Num exclusivo da Reuters publicado esta sexta-feira, o ministro dos Negócios Estrangeiros da Ucrânia, Andrii Sybiha, denunciou que a Rússia já atingiu a Ucrânia com 23 mísseis 9M729 desde agosto. Neste momento deve estar a pensar porque é que este míssil de alcance intermédio e sem uma propulsão nuclear é relevante depois dos testes do Poseidon e Burevestnik? A explicação prende-se, sobretudo, por este ser o míssil que fez com que Trump, ainda no seu primeiro mandato como presidente dos EUA, ordenasse a saída do INF - Intermediate-Range Nuclear Forces Treaty (Tratado de Forças Nucleares de Alcance Intermediário, em português).

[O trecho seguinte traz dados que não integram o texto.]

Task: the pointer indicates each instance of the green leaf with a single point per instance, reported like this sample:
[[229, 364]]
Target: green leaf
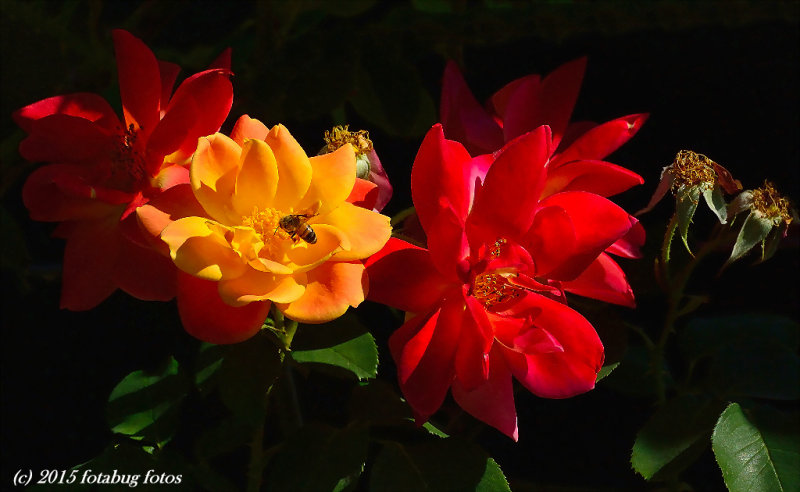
[[319, 457], [757, 449], [685, 207], [773, 240], [750, 354], [438, 464], [378, 403], [674, 436], [432, 429], [716, 202], [144, 405], [343, 343], [605, 371], [754, 230], [248, 371], [207, 365]]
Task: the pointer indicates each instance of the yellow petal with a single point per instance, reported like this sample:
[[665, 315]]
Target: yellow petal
[[260, 286], [294, 168], [198, 246], [213, 176], [257, 179], [332, 179], [247, 127], [367, 231], [331, 289], [305, 256]]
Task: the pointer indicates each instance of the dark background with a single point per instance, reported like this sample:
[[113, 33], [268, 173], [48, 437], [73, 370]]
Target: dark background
[[719, 78]]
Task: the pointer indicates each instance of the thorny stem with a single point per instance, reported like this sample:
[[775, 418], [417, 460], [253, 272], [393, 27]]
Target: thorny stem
[[255, 467], [675, 295]]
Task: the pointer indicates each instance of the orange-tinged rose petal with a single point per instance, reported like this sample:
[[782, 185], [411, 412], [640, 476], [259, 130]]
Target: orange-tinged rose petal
[[367, 231], [331, 288], [333, 178], [305, 256], [257, 180], [266, 265], [247, 127], [213, 176], [294, 168], [198, 247], [259, 286]]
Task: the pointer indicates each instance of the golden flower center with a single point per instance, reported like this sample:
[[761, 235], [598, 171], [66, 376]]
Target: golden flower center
[[769, 203], [127, 164], [690, 169], [491, 289]]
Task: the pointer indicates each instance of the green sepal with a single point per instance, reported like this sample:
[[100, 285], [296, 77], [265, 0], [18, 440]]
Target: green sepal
[[757, 449], [754, 230], [716, 202], [144, 405], [685, 207], [248, 371], [770, 245], [605, 371]]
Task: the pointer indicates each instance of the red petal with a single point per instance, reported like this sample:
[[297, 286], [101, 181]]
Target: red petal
[[206, 317], [630, 245], [403, 276], [557, 374], [425, 384], [500, 211], [63, 138], [602, 178], [597, 224], [89, 259], [378, 176], [364, 194], [144, 273], [499, 99], [139, 81], [603, 280], [474, 344], [48, 195], [213, 93], [493, 401], [551, 239], [601, 140], [172, 131], [169, 72], [441, 188], [549, 103], [81, 105], [463, 118]]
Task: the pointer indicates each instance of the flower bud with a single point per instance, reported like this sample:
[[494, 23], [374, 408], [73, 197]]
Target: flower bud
[[767, 223], [368, 166]]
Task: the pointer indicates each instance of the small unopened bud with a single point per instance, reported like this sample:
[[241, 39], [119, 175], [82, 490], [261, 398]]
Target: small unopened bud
[[368, 166], [767, 223]]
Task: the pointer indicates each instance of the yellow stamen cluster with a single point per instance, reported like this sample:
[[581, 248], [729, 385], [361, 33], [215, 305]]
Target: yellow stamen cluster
[[497, 247], [127, 164], [265, 223], [770, 204], [690, 169], [340, 135], [491, 289]]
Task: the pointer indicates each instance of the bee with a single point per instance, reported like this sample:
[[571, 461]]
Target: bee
[[295, 225]]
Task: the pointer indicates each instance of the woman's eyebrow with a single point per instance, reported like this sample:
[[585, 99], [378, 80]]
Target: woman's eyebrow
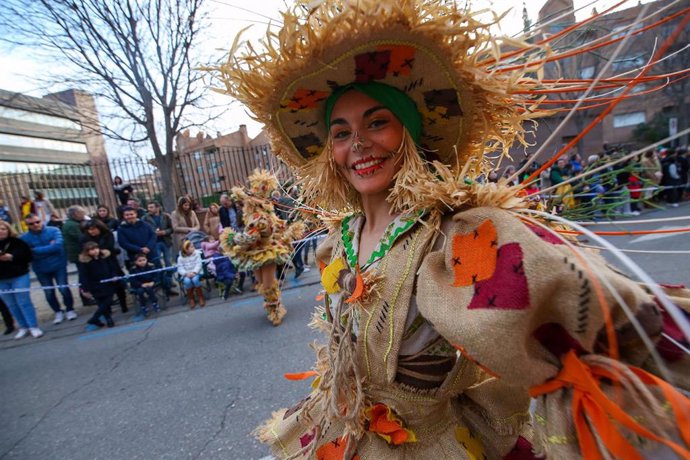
[[367, 113]]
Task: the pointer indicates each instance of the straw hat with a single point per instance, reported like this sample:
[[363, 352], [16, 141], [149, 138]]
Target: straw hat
[[442, 57]]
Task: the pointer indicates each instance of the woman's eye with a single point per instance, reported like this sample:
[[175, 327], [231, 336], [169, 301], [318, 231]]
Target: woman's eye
[[378, 123], [341, 135]]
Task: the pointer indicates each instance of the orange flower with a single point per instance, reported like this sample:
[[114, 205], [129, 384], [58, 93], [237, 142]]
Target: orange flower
[[386, 424]]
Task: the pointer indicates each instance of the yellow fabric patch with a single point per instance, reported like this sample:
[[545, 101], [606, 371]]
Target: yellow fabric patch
[[472, 445], [330, 274]]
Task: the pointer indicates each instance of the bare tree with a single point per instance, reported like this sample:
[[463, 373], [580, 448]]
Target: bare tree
[[136, 56]]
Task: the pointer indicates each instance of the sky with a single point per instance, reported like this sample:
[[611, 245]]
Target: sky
[[19, 68]]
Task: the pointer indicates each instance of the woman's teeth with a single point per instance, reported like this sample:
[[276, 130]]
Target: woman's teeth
[[368, 167]]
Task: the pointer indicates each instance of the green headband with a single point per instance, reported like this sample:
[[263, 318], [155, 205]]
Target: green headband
[[392, 98]]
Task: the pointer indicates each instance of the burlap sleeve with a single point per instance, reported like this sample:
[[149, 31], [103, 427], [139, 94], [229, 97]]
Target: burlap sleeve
[[524, 306], [514, 299]]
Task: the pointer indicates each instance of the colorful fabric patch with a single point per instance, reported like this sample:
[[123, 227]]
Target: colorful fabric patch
[[372, 66], [446, 99], [507, 288], [474, 255], [305, 99], [545, 235], [401, 59], [331, 274], [473, 446], [307, 438], [308, 145], [555, 338], [388, 425], [333, 450]]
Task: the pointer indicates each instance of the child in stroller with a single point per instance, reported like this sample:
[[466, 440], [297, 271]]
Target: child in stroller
[[218, 265]]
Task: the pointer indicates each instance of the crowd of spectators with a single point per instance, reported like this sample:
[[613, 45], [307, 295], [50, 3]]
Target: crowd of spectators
[[114, 253], [604, 185]]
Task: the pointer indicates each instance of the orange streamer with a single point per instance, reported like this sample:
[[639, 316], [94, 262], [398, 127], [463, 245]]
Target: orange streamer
[[299, 375], [667, 43], [591, 405]]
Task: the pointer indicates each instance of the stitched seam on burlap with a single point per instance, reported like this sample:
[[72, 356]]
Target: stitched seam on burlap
[[384, 265], [398, 288]]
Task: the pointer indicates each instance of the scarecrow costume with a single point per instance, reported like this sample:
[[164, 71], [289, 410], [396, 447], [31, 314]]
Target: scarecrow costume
[[266, 239], [469, 306]]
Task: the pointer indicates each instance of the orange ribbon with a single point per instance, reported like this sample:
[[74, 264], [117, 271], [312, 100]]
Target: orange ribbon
[[590, 403], [299, 375], [388, 426]]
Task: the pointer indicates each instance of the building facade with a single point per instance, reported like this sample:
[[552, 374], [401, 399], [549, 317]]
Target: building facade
[[208, 166], [49, 144], [651, 101]]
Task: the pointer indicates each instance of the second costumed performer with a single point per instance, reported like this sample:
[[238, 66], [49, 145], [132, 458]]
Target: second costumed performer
[[447, 303], [264, 243]]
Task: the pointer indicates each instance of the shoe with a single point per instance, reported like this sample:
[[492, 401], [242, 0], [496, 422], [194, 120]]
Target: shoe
[[190, 299], [95, 322], [139, 317], [200, 296], [21, 333], [59, 317]]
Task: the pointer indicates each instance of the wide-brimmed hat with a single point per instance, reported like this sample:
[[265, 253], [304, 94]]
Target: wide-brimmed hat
[[442, 57]]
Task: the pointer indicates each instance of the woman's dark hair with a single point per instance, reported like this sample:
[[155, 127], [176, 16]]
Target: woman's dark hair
[[102, 206], [89, 245], [95, 223]]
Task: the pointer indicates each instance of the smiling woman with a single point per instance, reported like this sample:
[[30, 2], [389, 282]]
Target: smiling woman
[[446, 305]]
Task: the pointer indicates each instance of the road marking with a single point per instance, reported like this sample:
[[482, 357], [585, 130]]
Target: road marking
[[117, 330], [657, 236]]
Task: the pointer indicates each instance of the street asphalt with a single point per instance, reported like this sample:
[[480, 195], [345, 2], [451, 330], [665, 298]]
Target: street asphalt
[[194, 384]]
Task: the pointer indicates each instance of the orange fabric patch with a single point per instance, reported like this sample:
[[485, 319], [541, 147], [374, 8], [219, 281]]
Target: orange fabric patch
[[304, 99], [401, 59], [474, 255], [333, 450]]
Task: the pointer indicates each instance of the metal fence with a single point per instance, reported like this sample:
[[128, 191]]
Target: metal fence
[[203, 175]]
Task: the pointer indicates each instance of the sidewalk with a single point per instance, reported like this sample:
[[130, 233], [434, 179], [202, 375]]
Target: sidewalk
[[174, 305]]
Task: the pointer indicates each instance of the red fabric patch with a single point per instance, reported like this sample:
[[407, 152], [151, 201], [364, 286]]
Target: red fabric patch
[[557, 339], [473, 255], [333, 450], [507, 288], [401, 59], [371, 66], [544, 235]]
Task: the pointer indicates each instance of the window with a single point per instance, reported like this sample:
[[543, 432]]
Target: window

“Os comentários de Andrii Sybiha são a primeira confirmação de que a Rússia utilizou o míssil 9M729 em combate - na Ucrânia ou em qualquer outro lugar”, destaca a Reuters, que dá ainda conta que uma fonte anónima adiantou ainda que estes mísseis já atacaram solo ucraniano 23 vezes, sendo que em 2022 a Ucrânia só tinha identificado dois ataques com este tipo de míssil.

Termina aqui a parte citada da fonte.